The federal Opportunity Zone program represents one of the most comprehensive place-based economic and community development initiatives in decades. Passed as part of the Tax Cuts and Jobs Act of 2017, the program has the potential to unleash trillions of dollars in unrealized capital gains into underdeveloped census tracts nationwide.
At this month’s meeting of the Buffalo Niagara Partnership’s Development Advisory Council, members focused on the legal mechanics of the program, its tax advantages, and how our region’s municipal and county leaders plan to guide investment under the program.

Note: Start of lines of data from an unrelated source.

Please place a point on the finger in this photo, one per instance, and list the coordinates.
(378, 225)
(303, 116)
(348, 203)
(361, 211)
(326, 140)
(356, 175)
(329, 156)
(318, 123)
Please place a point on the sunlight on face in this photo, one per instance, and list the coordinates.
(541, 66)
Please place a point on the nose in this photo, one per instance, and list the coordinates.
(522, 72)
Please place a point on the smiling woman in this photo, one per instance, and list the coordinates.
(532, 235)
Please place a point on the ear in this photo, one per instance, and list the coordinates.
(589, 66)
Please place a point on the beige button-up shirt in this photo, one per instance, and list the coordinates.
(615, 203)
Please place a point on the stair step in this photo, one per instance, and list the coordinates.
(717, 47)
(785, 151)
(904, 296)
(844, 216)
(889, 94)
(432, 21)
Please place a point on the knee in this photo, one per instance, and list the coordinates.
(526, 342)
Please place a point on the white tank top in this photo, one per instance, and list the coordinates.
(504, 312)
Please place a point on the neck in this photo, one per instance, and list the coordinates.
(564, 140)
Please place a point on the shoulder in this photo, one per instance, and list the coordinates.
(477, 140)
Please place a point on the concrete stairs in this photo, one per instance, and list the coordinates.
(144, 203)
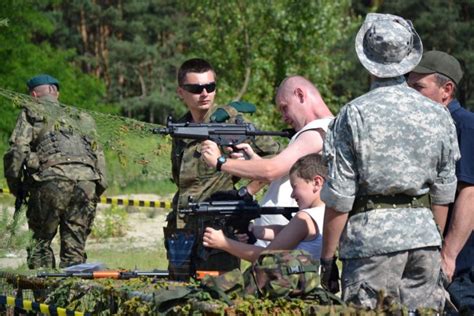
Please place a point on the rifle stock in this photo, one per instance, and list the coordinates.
(235, 215)
(223, 134)
(106, 274)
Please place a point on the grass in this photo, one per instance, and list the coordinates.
(142, 259)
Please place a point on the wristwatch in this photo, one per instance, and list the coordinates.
(220, 161)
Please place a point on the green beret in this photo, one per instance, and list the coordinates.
(442, 63)
(41, 80)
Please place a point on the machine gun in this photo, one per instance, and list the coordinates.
(223, 134)
(105, 274)
(234, 216)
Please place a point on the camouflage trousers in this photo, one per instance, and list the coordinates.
(412, 278)
(68, 205)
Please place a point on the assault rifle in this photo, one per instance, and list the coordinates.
(223, 134)
(109, 274)
(234, 216)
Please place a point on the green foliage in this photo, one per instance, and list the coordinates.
(126, 257)
(255, 44)
(111, 222)
(133, 46)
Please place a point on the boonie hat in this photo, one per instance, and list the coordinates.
(440, 62)
(388, 45)
(41, 80)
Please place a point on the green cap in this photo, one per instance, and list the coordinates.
(41, 80)
(442, 63)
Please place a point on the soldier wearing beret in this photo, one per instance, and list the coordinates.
(391, 157)
(437, 77)
(62, 171)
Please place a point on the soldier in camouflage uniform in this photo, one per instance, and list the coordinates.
(62, 170)
(391, 157)
(197, 89)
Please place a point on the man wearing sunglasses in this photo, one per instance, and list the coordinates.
(197, 89)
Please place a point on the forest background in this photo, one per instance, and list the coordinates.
(121, 57)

- Pietra Zaffram, Member at Harris Beach, who detailed the legal underpinnings of the program, and outlined areas that will be clarified in upcoming IRS regulatory hearings
- Gregory Urban, Partner at Dopkins & Company, who illustrated the significant tax advantages of the program and provided real-world investment examples
- Maggie Hamilton-Winship, the Director of Strategic Planning at the Town of Amherst, and Alex Carducci, the Real Estate Financial Analyst at the City of Buffalo, each outlined what their respective municipalities are doing to attract and bolster potential investments into their municipality’s opportunity zones.
An overview of the Opportunity Zone Program
The Opportunity Zone program is designed to guide economic development and job creation by encouraging long term private investment in low-income communities that have experienced a lack of investment and business growth.

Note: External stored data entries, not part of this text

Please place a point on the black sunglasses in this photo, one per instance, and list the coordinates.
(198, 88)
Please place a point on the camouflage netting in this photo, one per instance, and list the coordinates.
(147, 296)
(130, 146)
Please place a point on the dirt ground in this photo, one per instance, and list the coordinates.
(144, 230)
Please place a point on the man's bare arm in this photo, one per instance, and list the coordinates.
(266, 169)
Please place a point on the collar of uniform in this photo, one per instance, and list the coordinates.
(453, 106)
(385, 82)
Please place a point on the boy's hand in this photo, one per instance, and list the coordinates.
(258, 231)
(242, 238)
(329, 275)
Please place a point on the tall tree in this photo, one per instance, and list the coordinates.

Qualified Opportunity Zones (QOZ) are low-income census tracts—nominated by governors and certified by the U.S. Department of the Treasury—into which investors can put capital to work financing new development projects and businesses in exchange for capital gains tax advantages.
The Opportunity Zone program is less restrictive than tax incentives. That’s because Qualified Opportunity Funds (QOF), the investment vehicle for investing in QOZs:
- can self-certify without IRS approval,
- will be predominantly privately managed, and
- have no limit on the total amount of tax credit available
What are the tax benefits of the Opportunity Zone Program?

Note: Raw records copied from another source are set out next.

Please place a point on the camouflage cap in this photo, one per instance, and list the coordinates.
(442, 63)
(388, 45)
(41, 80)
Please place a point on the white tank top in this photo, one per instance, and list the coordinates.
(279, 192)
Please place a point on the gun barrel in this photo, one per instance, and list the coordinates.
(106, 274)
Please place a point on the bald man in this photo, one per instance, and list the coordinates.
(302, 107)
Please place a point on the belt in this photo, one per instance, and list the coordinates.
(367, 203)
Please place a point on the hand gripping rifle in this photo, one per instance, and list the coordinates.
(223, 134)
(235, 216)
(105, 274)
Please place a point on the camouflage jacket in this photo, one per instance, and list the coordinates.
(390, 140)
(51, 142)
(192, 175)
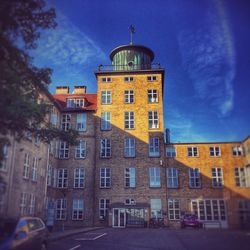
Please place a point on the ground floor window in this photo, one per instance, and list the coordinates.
(173, 209)
(211, 210)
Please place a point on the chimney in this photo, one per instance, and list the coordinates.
(167, 136)
(62, 90)
(80, 89)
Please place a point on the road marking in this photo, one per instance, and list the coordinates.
(95, 238)
(75, 247)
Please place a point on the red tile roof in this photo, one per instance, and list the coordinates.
(91, 99)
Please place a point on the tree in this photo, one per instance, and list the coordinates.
(20, 82)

Taxpayers with taxable capital gains from the sale of any asset who reinvest those gains within 180 days of the date of sale of the asset into a QOF will become eligible to receive significant tax benefits.
There are three primary tax benefits in the program:
- a temporary deferral of capital gains tax,
- a reduction in the total taxable amount of the reinvested capital gain, and
- elimination of tax liability on any capital gains accrued through the investment in the opportunity fund
How can the Opportunity Zone Program help Buffalo Niagara developers?
The Opportunity Zone program will unlock development potential and further propel the redevelopment of our legacy city. The Opportunity Zone program allows investment into parcels that are directly adjacent to a qualified Census tract. Additionally, many old or abandoned industrial sites are included within the opportunity zone designations, which will allow for additional redevelopment opportunities on those sites.
These maps shows the Opportunity Zone designations in Niagara and Erie Counties:
There are 32 opportunity zones in the Buffalo Niagara region, with 26 in Erie County and 6 in Niagara County.
Designated areas in the region are located in the Buffalo Central Business District, South Buffalo, the West Side, portions of Elmwood Village, the East Side, and portions of Amherst, Tonawanda, Lockport, and the city of Niagara Falls.